SIMULATION ANALYSIS OF USMC HIMARS EMPLOYMENT IN THE WESTERN PACIFIC

Abstract

As a result of renewed focus on great power competition, the United States Marine Corps is currently undergoing a comprehensive force redesign. In accordance with the Commandant’s Planning Guidance and Force Design 2030, this redesign includes an increase of 14 rocket artillery batteries while divesting 14 cannon artillery batteries. These changes necessitate study into tactics and capabilities for rocket artillery against a peer threat in the Indo-Pacific region. This thesis implements an efficient design of experiments to simulate over 1.6 million Taiwan invasions using a stochastic, agent-based combat model. Varying tactics and capabilities as input, the model returns measures of effectiveness to serve as the response in metamodels, which are then analyzed for critical factors, interactions, and change points.
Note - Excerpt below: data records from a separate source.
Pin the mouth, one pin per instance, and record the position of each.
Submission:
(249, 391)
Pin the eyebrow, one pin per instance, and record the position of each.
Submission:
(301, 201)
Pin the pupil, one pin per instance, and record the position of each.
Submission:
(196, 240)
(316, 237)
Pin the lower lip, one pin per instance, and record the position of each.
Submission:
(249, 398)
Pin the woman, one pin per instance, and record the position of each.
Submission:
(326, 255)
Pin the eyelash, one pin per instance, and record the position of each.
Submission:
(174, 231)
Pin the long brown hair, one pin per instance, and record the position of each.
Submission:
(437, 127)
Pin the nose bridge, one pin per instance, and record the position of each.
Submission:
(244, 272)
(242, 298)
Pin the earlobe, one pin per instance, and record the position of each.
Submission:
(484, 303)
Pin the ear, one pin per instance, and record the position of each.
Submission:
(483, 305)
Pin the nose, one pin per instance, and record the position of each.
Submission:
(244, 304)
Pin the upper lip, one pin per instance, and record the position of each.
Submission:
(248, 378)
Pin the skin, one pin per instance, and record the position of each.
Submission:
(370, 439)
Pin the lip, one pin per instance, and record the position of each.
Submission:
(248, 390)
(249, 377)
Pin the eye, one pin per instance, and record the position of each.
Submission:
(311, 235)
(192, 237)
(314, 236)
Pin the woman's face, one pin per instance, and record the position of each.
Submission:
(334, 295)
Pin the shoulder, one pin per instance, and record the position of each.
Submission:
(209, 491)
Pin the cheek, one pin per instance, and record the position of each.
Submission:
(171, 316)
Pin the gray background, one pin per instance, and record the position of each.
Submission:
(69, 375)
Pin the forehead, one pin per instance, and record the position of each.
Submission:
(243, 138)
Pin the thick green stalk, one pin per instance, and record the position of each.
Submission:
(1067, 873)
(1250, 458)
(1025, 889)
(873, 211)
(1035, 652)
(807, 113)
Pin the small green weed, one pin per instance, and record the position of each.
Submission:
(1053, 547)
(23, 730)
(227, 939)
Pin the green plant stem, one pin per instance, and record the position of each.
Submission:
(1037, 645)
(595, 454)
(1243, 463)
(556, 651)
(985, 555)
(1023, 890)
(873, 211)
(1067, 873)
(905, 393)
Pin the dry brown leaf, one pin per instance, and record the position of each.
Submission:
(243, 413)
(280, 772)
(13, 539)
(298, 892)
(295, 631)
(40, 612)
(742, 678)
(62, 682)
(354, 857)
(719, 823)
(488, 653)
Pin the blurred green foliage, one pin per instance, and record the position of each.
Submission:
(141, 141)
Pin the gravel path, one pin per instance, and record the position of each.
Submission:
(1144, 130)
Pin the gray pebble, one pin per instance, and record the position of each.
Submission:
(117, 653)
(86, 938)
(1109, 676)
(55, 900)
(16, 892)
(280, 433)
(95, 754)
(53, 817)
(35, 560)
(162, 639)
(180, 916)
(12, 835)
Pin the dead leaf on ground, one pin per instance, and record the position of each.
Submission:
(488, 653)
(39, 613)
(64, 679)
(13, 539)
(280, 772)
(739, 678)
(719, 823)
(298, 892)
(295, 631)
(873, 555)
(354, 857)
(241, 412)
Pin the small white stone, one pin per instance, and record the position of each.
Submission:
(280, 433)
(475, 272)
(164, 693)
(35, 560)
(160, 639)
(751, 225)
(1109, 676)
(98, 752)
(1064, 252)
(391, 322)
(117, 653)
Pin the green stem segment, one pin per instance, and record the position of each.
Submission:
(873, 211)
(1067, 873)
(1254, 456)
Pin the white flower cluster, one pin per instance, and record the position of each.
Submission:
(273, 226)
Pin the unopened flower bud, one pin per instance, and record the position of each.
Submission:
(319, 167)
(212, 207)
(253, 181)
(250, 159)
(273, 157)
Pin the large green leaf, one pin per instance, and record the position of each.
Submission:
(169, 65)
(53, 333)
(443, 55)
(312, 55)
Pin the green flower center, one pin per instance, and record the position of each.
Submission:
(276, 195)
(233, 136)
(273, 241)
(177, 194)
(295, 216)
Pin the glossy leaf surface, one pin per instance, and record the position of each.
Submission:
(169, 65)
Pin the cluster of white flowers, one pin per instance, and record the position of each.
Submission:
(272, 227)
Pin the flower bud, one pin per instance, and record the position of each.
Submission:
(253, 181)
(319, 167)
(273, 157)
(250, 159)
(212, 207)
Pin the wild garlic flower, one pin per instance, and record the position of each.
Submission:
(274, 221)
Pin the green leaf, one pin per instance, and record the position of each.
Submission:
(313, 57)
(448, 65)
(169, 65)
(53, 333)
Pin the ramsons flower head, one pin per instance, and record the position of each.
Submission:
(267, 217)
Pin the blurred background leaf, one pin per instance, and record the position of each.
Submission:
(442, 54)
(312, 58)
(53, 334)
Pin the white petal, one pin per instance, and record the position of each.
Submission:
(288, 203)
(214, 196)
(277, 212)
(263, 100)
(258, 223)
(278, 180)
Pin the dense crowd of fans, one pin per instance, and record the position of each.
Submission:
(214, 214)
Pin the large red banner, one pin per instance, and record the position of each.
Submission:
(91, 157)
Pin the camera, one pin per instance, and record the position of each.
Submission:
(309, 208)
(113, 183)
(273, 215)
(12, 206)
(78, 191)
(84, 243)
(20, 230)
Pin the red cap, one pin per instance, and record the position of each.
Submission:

The analysis provides insight into the principal factors affecting lethality and survivability for ground-based rocket fires. The major findings from this study include the need for increasingly distributed artillery formations, highly mobile launchers that can emplace and displace quickly, and the inadequacy of the unitary warheads currently employed by HIMARS units. Solutions robust to adversary actions and simulation variability can inform wargames and future studies as the Marine Corps continues to adapt in preparation for potential peer conflict.